Why is $\lim\limits_{n\to \infty} e^{-n}\sum_{k=0}^n \frac{n^k}{k!}$ not equal to $1$?

Question

So I saw the limit $\lim\limits_{n\to \infty} e^{-n}\sum_{k=0}^n \frac{n^k}{k!}$ here the other day:

Evaluating $\lim\limits_{n\to\infty} e^{-n} \sum\limits_{k=0}^{n} \frac{n^k}{k!}$

and when I saw it, I right away thought the answer is $1$ because I thought $\lim\limits_{n\to \infty} \sum_{k=0}^n \frac{n^k}{k!} = \lim\limits_{n\to \infty} e^n$ given that $e^x = \lim\limits_{n\to \infty} \sum_{k=0}^n \frac{x^k}{k!}$ and so the result would be $\lim\limits_{n\to \infty} e^{-n}e^n = 1$ but the result is $\frac{1}{2}$, found using methods that I'm not familiar with.

Could someone please explain why my method is wrong?

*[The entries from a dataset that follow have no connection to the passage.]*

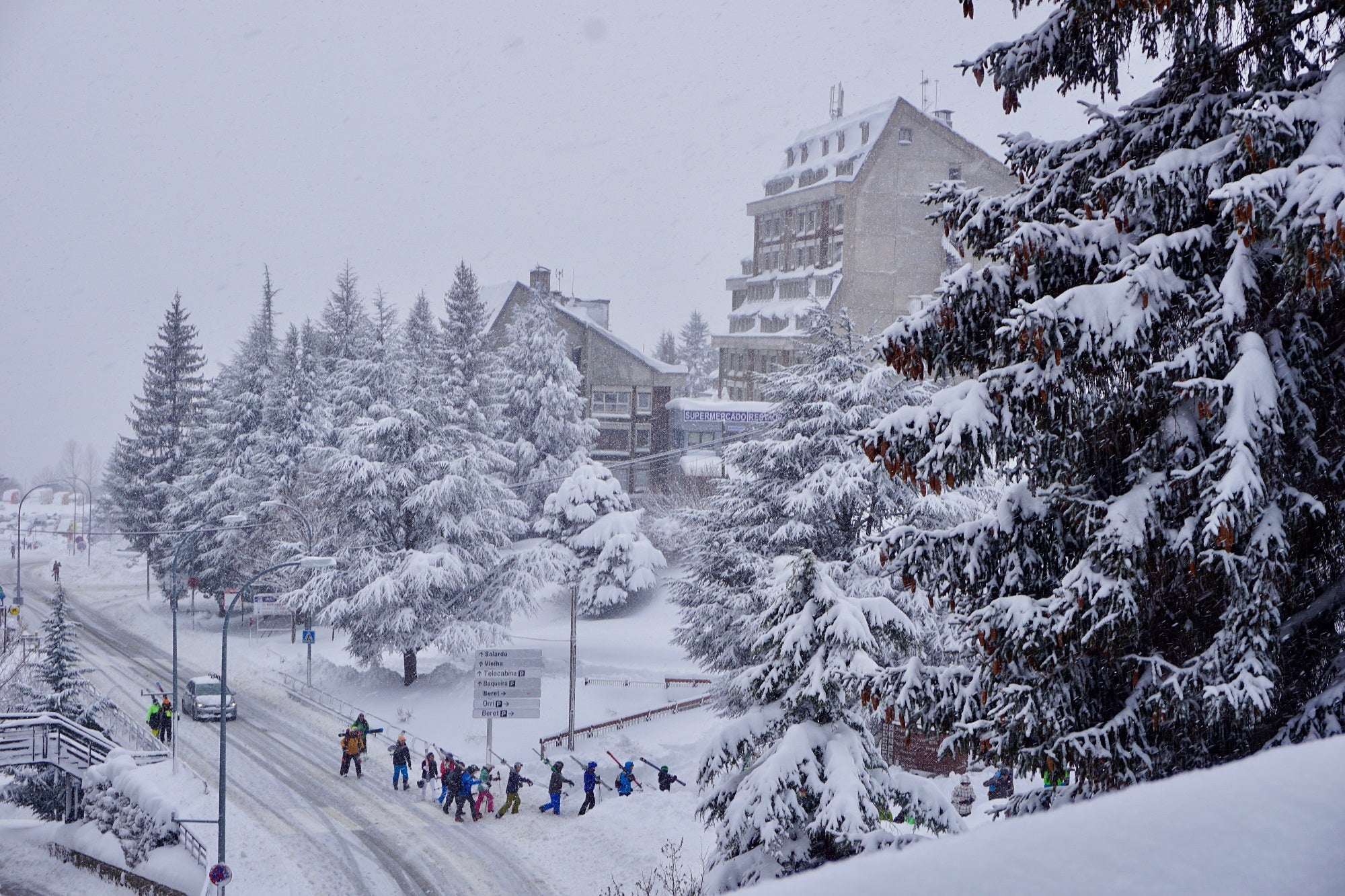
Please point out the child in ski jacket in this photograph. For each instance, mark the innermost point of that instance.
(626, 779)
(964, 797)
(484, 791)
(559, 780)
(512, 798)
(590, 786)
(401, 763)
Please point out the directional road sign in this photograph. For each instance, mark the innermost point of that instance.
(513, 702)
(508, 713)
(508, 688)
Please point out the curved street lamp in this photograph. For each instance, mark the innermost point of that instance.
(305, 563)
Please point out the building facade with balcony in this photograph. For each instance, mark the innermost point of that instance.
(626, 391)
(843, 225)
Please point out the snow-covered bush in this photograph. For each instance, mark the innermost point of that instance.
(1152, 358)
(123, 798)
(797, 779)
(595, 520)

Thank you so much in advance!

Answer 1

What you're doing is taking the identity $$ \lim_{n\to\infty}\sum_{k=0}^n\frac{x^k}{k!}=e^x\tag1 $$ and plugging in $x=n$ to obtain the (false) statement $$ \lim_{n\to\infty}\sum_{k=0}^n\frac{n^k}{k!}=e^n.\tag2 $$ Why is (2) false? Setting $x=n$ in (1) is illegal because the $n$ in (1) is busy being used as the label for the $n$th term in your sequence; plugging $x=n$ confuses $x$ with $n$ and changes the nature of the expression you're studying. To see why (2) makes no sense, notice that the LHS of (2) should no longer depend on $n$ when you've passed to the limit, so the RHS should not depend on $n$ either. For more examples of what can go wrong, try setting $x=n$ in the following identities, which are valid for all $x$: $$ \lim_{n\to\infty}\frac xn=0\tag3 $$ and $$ \lim_{n\to\infty}\left(1+\frac xn\right)^n=e^{x}\tag4 $$

Answer 2

Your argument is wrong because it doesn't make sense to talk about $\lim_{n \to \infty} \sum_{k=0}^n \frac{n^k}{k!}$. That limit doesn't exist (because it's infinite). You can talk about the sum's asymptotic behavior as compared to $e^n$, but that's not the same thing and it's not obvious (and if your result is correct, not true) that the sum asymptotically approaches $e^n$ as $n \to \infty$.

Answer 3

If the inner sum were added for k = 0 to infinity, you would be right. But it is only added for k = 0 to n. It seems that if you add the first (n+1) terms of the sum up to n, you get about half of the complete infinite sum (which you would need to prove), that is about $e^n / 2$.

Answer 4

Somebody gotta do this via CLT:

Let $X_n$ be a random variable, having Poisson distribution with parameter $n$, that is, $\mathbb{P}(X_n=k)=e^{-n}n^k/k!$, for every $k\geq 0$ integer. Now, $$ e^{-n}\sum_{k=0}^n \frac{n^k}{k!} = \mathbb{P}({\rm Pois}(n) \leq n). $$ Now, let $Y_1,\dots,Y_n$ be random variables with ${\rm Pois}(1)$ distribution, and thus, the given probability is nothing but $$ \mathbb{P}(Y_1+\cdots+Y_n \leq n) = \mathbb{P}\left(\frac{Y_1+\cdots+Y_n-n}{\sqrt{n}}\leq 0\right). $$ Now, since the central limit theorem tells us that $$ \frac{Y_1+\cdots+Y_n-n}{\sqrt{n}}\to N(0,1) $$ in distribution, we have therefore: $$ \lim_{n\to\infty}e^{-n}\sum_{k=0}^n \frac{n^k}{k!} = \lim_{n\to\infty} \mathbb{P}\left(\frac{Y_1+\cdots+Y_n-n}{\sqrt{n}}\leq 0\right) = \mathbb{P}(N(0,1)\leq 0), $$ which is $1/2$.